Cordelia Osasona is a Professor of History of Architecture at the Obafemi Awolowo University, Ile-Ife, where she has twice headed the Department of Architecture, and was Vice-Dean of Environmental Design and Management (from 2008 to 2010). She is the first female Architect produced by the University of Ife, and is a Fellow of the Nigerian Institute of Architects. Currently, she is the pioneer Head of Architecture at the University of Ibadan, Ibadan.

Her present research and fieldwork center on restoration/ renewal of Nigerian Brazilian houses. She also engages in revivalist experiments with decorative vernacular building features.

Marion von Osten is a curator, researcher and writer who lives and works in Berlin. She has been working as a curator and artistic director of bauhaus imaginista (2018–2019) since 2014, and was joined by Grant Watson as co- curator and artistic director in 2016. Previous research and exhibition projects include Viet Nam Discourse (2016- 2018) at Württembergischer Kunstverein Stuttgart and Tensta Konsthall Stockholm, Aesthetics of Decolonization (ith, ZHDK Zurich/Center for Post- colonial Knowledge and Culture (CPKC) in Berlin); Model House–Mapping Transcultural Modernisms at the Academy of Fine Arts, Vienna, and the CPKC, Berlin (2010–2013); In the Desert of Modernity – Colonial Planning and After at Les Abattoirs de Casablanca (2009); and at Haus der Kulturen der Welt in Berlin (2008); as well as Projekt Migration in Cologne, initiated by the German Federal Cultural Foundation (2002–2006); and TRANSIT MIGRATION in Zürich, Frankfurt and Cologne (2003–2005). Between 2006 and 2012, she was Professor for Art and Communication at the Academy of Fine Arts, Vienna, and from 1999 to 2006 Professor of Artistic Practice and researcher at the Institute for the Theory of Art and Design (ith ZHDK), Zürich.

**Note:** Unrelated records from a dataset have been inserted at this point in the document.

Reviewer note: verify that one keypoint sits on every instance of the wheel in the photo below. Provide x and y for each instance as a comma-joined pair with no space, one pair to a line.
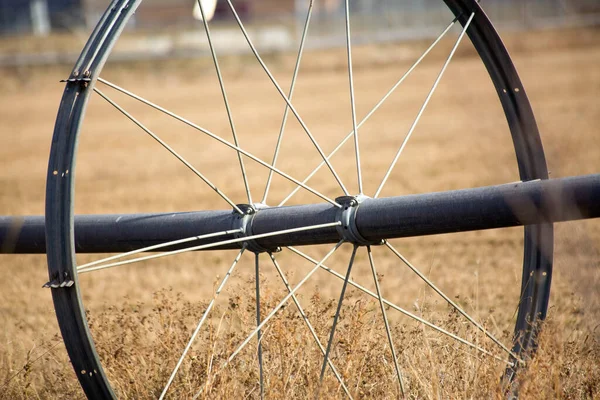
530,296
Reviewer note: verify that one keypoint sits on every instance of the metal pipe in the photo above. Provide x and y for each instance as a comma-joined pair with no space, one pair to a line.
514,204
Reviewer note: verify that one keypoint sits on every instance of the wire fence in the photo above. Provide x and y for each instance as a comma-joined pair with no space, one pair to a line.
167,28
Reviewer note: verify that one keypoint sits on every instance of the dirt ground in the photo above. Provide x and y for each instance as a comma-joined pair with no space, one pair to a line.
461,141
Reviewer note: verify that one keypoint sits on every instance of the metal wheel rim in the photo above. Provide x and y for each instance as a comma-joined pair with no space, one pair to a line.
537,262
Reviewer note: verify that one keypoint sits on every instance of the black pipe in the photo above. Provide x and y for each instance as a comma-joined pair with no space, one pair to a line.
515,204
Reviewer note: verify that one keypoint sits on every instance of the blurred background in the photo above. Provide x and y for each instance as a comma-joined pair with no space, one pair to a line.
164,29
461,142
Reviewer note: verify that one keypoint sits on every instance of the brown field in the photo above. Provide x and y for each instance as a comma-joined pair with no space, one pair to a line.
142,315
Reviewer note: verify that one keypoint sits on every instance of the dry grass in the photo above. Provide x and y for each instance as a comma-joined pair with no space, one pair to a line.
141,316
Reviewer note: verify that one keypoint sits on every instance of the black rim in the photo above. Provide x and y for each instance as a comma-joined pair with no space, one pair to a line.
538,243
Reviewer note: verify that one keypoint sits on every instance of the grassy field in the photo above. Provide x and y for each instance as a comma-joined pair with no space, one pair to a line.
142,315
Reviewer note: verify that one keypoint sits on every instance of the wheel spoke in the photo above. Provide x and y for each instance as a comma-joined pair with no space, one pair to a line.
337,315
425,103
370,113
452,303
204,316
170,149
309,325
224,93
159,246
277,308
352,101
259,333
401,310
290,95
209,245
219,139
385,320
289,104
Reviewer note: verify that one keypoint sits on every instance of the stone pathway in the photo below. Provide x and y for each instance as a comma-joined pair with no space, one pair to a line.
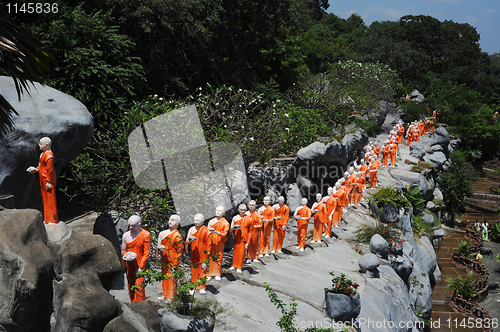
443,318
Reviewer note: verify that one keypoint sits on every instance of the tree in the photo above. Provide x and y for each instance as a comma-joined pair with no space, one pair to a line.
23,58
94,63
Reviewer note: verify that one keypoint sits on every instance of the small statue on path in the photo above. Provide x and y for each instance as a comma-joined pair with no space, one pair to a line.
197,238
136,247
218,228
170,243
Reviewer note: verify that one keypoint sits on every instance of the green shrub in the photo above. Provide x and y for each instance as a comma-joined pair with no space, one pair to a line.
456,183
390,195
342,285
463,286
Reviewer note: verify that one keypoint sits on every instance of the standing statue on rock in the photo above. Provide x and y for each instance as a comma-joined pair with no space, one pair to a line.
136,247
47,177
170,243
267,214
302,214
282,214
197,240
218,228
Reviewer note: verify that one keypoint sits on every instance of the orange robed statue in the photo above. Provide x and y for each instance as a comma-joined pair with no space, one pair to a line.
302,214
331,205
218,228
282,214
170,242
253,236
240,227
320,218
136,246
198,239
267,213
47,177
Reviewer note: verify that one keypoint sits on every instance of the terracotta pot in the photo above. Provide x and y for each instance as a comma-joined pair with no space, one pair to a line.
171,320
340,307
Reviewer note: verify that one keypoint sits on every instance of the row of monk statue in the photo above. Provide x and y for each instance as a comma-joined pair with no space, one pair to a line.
252,228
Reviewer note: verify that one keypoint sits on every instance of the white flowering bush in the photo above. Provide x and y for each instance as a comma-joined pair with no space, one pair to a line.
348,86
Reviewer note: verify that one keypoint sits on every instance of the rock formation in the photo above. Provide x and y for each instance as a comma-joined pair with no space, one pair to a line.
42,112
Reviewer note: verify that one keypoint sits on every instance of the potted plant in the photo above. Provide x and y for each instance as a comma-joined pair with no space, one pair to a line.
342,300
184,313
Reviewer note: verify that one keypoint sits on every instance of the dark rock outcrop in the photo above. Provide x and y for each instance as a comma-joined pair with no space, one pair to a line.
42,112
26,272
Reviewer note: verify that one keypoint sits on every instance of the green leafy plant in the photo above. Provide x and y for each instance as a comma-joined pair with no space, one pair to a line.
456,183
494,232
286,322
391,234
463,286
392,195
413,195
420,228
463,248
342,285
184,301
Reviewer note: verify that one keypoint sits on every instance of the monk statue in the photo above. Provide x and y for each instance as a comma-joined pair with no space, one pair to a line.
136,246
302,214
241,226
282,214
267,214
253,236
47,177
218,228
197,239
170,243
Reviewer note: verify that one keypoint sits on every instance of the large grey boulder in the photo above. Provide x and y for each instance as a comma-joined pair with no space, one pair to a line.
42,112
402,265
137,317
417,150
441,137
256,181
369,264
26,272
312,151
293,197
417,96
437,159
379,246
87,267
425,182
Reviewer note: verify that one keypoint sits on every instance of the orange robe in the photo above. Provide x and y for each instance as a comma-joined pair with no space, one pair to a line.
240,236
170,259
199,253
216,242
400,135
302,224
409,138
279,232
352,180
385,155
358,194
373,175
253,237
363,170
141,245
47,173
265,231
342,201
331,204
394,151
320,219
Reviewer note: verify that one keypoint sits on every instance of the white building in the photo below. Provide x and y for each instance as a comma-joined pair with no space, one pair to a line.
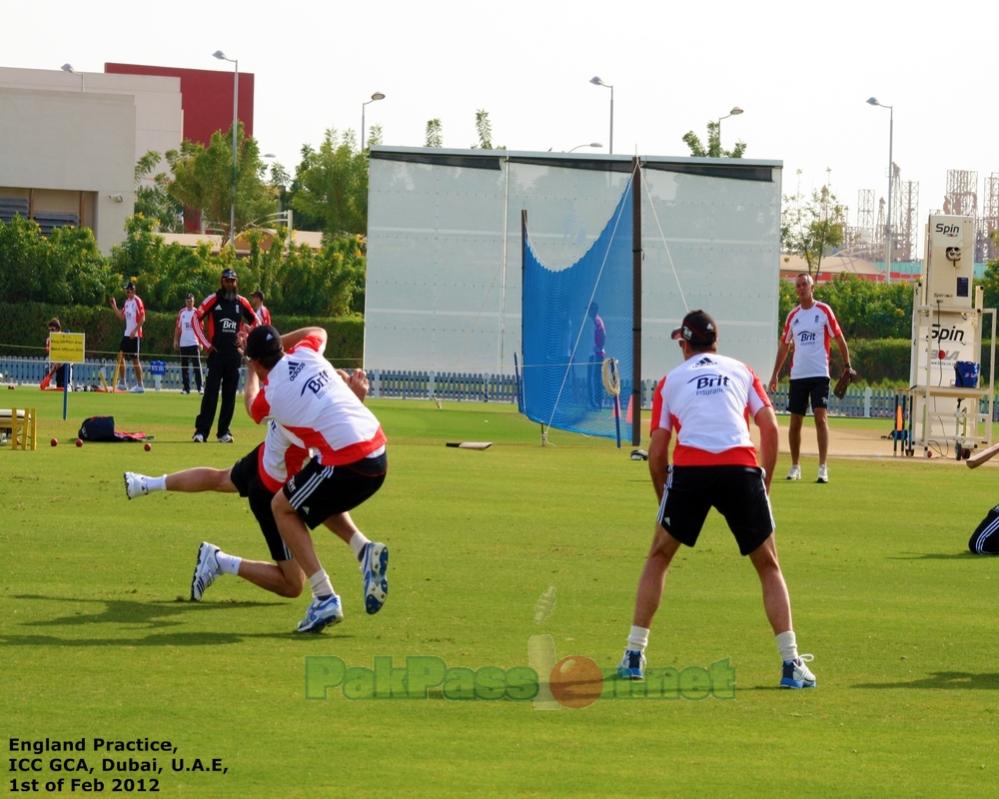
69,143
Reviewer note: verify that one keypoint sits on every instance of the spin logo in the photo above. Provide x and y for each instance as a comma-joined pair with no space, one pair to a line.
940,334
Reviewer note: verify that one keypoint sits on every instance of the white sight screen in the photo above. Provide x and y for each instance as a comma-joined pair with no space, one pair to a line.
443,287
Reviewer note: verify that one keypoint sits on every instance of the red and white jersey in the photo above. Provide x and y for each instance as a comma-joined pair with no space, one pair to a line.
708,401
304,394
810,330
279,458
134,312
185,327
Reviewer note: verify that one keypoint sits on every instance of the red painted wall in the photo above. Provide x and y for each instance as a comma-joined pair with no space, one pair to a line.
206,97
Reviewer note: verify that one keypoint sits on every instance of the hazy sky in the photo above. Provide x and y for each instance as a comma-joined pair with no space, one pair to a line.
802,71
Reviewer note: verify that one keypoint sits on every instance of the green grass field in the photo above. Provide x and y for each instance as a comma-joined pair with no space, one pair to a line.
100,641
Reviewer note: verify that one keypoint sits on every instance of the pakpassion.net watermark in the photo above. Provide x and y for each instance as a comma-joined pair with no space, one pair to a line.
575,681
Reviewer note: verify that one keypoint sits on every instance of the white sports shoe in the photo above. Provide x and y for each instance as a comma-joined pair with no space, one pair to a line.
136,485
795,674
206,570
374,565
320,614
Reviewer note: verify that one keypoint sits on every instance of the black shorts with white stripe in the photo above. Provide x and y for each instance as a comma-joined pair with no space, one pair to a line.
737,492
318,492
985,539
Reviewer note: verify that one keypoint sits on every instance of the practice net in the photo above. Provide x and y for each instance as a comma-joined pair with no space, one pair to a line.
577,333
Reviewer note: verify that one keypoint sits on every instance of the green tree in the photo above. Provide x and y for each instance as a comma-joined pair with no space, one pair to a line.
713,148
811,229
331,186
154,201
202,179
435,133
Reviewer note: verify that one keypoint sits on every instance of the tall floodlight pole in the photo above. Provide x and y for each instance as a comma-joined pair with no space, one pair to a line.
733,113
374,98
891,141
596,81
235,124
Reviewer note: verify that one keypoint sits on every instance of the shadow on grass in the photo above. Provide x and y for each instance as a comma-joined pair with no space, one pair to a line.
960,680
965,555
153,615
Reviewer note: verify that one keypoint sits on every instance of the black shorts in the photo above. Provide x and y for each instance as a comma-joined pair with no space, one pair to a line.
804,389
737,492
318,492
985,539
245,475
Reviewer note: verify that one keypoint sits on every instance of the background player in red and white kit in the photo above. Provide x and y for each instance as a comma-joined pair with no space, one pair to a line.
133,313
219,318
809,328
185,339
290,381
707,402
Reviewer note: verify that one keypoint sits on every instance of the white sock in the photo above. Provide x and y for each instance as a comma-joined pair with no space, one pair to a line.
321,585
788,646
357,543
638,639
228,564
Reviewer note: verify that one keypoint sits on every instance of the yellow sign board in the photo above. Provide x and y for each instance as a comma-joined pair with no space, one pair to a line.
67,347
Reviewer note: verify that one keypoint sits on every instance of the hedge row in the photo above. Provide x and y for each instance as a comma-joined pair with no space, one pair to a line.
25,327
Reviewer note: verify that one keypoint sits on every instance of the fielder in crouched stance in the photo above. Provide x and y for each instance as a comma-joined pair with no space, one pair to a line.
290,381
258,476
707,401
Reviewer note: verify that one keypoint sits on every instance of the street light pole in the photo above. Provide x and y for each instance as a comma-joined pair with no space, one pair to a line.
733,113
891,142
235,124
596,81
374,98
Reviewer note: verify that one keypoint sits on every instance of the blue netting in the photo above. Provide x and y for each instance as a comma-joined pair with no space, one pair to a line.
562,383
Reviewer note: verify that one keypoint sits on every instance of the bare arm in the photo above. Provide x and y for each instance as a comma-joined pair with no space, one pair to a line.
251,389
782,350
289,340
659,460
843,350
766,420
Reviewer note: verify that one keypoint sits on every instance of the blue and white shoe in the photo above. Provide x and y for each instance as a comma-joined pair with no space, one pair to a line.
632,666
374,566
320,614
206,570
796,674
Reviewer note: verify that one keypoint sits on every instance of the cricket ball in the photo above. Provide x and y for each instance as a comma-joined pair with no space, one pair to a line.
576,681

Hannah le Roux is an architect, educator and curator. Her work in all these areas revisits the modernist project in architecture, and considers how its transformation through the agency of Africa presents a conceptual model for contemporary design. From a Southern African perspective she considers how apartheid and colonial constructions erase and are overlain by other human actions. She has published extensively on these dynamics including in blank architecture, apartheid and after ; Trade Routes: Johannesburg Biennale; Narrating Architecture; Afropolis and The Journal of Southern African Studies and in exhibitions for Johannesburg, Venice, Brussels and Rotterdam, and engaged with the spatialities of diaspora coffee ceremonies and the soccer culture of earth fields through design research. In 2017 she was selected as a Fulbright Principal Candidate for an African Research Scholarship and as a research fellow in the Canadian Centre for Architecture/Mellon project, Architecture and/for the Environment.